Updated

Women who carry a faulty copy of a gene called RAD51D have an almost one in 11 chance of developing ovarian cancer, scientists said on Sunday in a finding they called the most significant ovarian cancer gene discovery for more than 10 years.

Tests to identify those at highest risk are expected to be available within a few years, according to Cancer Research UK, and may lead some women to decide to have their ovaries removed in order to beat the disease.

The finding should also speed the search for new drugs.

Laboratory experiments already suggest that cells with faulty RAD51D are sensitive to PARP inhibitors - a new class of drugs designed to target cancers caused by faults in two known breast and ovarian cancer genes, BRCA1 and BRCA2.

Several large drugmakers, including Abbott , Merck , Pfizer , Sanofi-Aventis and AstraZeneca , are developing PARP inhibitors, which work by blocking DNA repair mechanisms in cancer cells, stalling the cell cycle and leading to cell death.

Data released in May showed that one of these, AstraZeneca's olaparib, was able to slow the progression of ovarian cancer in a mid-stage clinical trial.

For the latest study, researchers from Britain's Institute of Cancer Research compared the DNA of women from 911 families with ovarian and breast cancer to DNA from a control group of more than 10,000 people from the general population.

They found eight faults in the RAD51D gene in women with cancer, compared with only one in the control group.

"Women with a fault in the RAD51D gene have a one in 11 chance of developing ovarian cancer," said Nazneen Rahman of the Institute of Cancer Research and The Royal Marsden in London, who led the study and published its findings in the journal Nature Genetics.

Ovarian cancer can remain hidden for a long time and thus is often not discovered until it is advanced.

An estimated 230,000 women worldwide are diagnosed with ovarian cancer each year. Most are not diagnosed before the cancer has spread, and up to 70 percent of them die within five years.
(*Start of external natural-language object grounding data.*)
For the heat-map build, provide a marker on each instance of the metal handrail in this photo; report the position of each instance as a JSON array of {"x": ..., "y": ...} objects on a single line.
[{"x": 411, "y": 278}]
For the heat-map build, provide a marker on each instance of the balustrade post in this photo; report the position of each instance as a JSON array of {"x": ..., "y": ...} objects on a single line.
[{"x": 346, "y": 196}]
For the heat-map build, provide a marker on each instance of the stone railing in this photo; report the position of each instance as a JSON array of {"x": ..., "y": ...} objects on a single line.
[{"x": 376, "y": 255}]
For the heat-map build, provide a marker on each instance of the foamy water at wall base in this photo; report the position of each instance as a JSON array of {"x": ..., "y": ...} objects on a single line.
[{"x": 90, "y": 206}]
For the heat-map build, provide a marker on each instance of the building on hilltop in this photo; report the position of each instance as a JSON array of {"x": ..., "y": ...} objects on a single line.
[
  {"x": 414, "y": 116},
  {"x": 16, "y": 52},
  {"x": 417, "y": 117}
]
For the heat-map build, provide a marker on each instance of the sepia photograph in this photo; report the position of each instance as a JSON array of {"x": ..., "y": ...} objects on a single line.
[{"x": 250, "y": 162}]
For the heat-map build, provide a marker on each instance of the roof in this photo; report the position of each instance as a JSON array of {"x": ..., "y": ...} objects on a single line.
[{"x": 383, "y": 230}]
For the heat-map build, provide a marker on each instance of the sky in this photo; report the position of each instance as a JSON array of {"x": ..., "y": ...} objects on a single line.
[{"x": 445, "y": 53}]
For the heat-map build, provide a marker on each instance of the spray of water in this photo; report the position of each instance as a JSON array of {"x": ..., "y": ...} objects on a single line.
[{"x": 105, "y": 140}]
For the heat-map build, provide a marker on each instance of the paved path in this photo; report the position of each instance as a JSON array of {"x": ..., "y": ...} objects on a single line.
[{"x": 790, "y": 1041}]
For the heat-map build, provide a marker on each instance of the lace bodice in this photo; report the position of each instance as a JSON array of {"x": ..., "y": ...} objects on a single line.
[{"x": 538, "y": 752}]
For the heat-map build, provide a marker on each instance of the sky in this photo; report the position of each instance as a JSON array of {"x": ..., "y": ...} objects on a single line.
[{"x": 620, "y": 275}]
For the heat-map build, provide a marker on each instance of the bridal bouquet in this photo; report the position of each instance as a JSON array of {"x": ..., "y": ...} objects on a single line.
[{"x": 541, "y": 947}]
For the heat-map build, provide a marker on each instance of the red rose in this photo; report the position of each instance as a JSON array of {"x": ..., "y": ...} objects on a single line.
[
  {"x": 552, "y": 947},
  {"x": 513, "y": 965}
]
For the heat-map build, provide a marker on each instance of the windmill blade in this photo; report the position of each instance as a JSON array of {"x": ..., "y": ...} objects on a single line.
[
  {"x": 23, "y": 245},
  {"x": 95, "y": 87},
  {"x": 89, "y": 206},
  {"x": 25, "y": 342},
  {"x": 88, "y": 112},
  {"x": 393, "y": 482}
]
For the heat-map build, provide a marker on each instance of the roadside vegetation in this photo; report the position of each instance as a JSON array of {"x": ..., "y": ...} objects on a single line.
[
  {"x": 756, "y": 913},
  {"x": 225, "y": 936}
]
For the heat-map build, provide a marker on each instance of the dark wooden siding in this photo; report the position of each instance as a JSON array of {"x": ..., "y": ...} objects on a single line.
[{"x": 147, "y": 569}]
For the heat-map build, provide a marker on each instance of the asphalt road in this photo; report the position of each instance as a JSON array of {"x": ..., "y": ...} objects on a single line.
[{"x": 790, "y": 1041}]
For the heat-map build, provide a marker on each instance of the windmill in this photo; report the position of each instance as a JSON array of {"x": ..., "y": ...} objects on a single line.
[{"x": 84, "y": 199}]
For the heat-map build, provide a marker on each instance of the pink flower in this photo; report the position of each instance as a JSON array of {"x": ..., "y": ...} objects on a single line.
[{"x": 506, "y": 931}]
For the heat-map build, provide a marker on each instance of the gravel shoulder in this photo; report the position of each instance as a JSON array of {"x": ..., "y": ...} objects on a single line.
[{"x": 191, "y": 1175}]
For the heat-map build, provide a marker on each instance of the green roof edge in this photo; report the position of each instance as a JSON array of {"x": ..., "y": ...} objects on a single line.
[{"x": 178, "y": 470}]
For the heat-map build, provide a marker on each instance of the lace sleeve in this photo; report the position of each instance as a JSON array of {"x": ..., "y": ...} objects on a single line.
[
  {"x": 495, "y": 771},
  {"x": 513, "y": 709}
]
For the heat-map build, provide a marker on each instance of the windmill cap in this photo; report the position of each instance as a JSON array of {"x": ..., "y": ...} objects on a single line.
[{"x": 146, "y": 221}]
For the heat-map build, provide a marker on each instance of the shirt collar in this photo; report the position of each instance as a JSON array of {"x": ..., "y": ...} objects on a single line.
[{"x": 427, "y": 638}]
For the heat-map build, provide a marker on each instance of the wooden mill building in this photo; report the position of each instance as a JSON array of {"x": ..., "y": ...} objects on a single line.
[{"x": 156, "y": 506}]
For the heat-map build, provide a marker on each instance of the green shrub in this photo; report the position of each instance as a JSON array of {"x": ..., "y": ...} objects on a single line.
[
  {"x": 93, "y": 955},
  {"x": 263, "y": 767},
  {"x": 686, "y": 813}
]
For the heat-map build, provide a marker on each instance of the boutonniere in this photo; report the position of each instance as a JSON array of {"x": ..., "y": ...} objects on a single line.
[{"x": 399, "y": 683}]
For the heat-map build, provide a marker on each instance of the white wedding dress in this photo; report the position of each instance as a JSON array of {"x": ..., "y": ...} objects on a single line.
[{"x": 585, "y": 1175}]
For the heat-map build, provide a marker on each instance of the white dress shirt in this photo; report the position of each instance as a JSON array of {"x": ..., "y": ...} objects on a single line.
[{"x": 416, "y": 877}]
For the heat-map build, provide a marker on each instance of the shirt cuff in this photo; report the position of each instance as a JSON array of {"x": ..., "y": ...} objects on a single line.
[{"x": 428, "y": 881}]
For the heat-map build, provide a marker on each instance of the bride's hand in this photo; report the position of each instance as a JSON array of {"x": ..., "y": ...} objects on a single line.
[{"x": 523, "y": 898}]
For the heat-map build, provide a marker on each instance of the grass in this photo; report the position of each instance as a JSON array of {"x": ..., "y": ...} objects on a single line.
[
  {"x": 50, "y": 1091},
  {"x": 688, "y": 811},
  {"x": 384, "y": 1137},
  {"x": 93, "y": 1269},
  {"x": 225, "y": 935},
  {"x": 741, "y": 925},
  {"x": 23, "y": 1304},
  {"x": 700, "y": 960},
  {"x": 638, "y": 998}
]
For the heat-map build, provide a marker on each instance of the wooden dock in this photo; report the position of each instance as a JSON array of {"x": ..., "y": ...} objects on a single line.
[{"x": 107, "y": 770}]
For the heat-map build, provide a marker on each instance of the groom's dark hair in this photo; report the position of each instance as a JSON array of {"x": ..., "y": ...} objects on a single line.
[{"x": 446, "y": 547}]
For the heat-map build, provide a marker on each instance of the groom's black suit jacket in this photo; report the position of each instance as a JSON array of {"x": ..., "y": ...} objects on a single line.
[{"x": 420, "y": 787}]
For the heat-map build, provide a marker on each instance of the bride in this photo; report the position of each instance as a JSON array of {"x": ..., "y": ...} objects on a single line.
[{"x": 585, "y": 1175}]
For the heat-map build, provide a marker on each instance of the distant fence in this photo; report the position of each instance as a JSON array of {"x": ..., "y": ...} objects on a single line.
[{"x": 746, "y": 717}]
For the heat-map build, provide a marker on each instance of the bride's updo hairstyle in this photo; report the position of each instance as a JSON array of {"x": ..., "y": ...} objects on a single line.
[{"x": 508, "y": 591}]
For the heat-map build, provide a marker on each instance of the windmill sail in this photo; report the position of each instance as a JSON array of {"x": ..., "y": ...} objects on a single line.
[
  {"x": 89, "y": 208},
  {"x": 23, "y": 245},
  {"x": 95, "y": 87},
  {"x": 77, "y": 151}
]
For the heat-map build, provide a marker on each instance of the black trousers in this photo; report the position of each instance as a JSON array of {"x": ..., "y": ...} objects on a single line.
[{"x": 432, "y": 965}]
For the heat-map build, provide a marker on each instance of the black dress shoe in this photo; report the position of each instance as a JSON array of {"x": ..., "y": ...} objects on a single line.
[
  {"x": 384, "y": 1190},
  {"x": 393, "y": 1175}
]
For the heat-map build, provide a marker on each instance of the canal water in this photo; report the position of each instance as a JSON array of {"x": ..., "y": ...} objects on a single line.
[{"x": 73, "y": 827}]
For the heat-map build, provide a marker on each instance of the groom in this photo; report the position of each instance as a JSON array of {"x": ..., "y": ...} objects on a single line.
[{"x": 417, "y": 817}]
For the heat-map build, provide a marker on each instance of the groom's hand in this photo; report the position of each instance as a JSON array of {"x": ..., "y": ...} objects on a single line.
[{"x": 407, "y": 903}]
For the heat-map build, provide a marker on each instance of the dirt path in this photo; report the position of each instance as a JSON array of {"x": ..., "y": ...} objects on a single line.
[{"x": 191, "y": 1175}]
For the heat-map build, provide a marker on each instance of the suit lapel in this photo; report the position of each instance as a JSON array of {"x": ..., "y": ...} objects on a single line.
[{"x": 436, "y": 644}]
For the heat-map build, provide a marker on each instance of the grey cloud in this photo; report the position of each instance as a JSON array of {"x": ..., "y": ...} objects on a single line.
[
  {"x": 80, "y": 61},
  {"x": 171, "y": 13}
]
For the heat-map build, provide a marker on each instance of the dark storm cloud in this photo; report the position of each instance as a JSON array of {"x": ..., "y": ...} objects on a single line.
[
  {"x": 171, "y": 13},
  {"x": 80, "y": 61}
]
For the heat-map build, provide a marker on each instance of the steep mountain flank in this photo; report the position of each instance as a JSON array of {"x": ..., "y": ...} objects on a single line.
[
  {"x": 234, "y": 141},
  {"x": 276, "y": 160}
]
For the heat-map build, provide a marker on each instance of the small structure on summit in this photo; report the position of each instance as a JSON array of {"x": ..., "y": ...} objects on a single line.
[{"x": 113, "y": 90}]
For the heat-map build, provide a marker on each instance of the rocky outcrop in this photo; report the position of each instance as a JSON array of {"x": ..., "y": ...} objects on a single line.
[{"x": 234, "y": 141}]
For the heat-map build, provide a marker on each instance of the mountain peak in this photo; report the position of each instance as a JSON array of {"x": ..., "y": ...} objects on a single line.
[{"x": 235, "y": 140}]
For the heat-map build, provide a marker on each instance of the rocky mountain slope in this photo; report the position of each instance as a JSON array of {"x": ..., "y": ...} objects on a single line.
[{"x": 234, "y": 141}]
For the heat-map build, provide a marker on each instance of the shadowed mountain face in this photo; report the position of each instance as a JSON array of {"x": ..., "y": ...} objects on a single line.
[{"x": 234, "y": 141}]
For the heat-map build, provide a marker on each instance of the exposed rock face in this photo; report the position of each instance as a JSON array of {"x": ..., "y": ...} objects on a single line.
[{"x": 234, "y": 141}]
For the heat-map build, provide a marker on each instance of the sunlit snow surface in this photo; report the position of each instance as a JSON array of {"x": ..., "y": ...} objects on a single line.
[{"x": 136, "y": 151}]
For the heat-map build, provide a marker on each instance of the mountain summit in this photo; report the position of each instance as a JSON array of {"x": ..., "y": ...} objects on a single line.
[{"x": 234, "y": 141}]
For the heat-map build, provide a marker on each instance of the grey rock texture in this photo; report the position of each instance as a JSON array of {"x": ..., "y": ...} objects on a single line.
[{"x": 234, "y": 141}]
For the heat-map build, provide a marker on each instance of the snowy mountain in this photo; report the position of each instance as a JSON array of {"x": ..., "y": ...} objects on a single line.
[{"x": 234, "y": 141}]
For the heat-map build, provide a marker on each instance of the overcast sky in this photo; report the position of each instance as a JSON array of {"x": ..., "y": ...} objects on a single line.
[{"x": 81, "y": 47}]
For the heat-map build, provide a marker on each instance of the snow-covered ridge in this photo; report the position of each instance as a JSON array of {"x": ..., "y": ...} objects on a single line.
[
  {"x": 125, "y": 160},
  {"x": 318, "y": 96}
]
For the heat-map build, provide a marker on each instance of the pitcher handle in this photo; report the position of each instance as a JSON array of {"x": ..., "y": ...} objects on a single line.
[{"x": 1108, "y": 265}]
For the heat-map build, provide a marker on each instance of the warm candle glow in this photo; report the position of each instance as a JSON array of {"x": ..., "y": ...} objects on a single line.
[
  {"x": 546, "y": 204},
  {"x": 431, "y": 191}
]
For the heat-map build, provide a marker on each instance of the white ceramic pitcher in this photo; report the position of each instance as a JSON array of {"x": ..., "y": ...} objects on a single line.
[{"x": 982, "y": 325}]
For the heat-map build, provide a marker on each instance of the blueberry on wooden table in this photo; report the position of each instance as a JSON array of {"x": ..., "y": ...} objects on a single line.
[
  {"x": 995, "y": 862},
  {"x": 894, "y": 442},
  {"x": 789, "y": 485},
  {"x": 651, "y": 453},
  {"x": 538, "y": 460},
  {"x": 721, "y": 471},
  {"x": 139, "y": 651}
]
Because of this, Rahman said, women with the faulty gene may decide their best option is to have their ovaries removed after they have children -- particularly if they have already seen other family members die of the disease.

Speaking to Reuters in a telephone interview she said the identification of RAD51D pointed to PARP inhibitors as a new class of drugs that might offer fresh hope. Initial tests in the laboratory found that cells with faulty RAD51D were highly sensitive to this class of drugs.

"PARP inhibitors work because they were designed to target DNA repair pathways," she said. "They haven't been used in patients in that context yet but we would predict they would behave in the same way."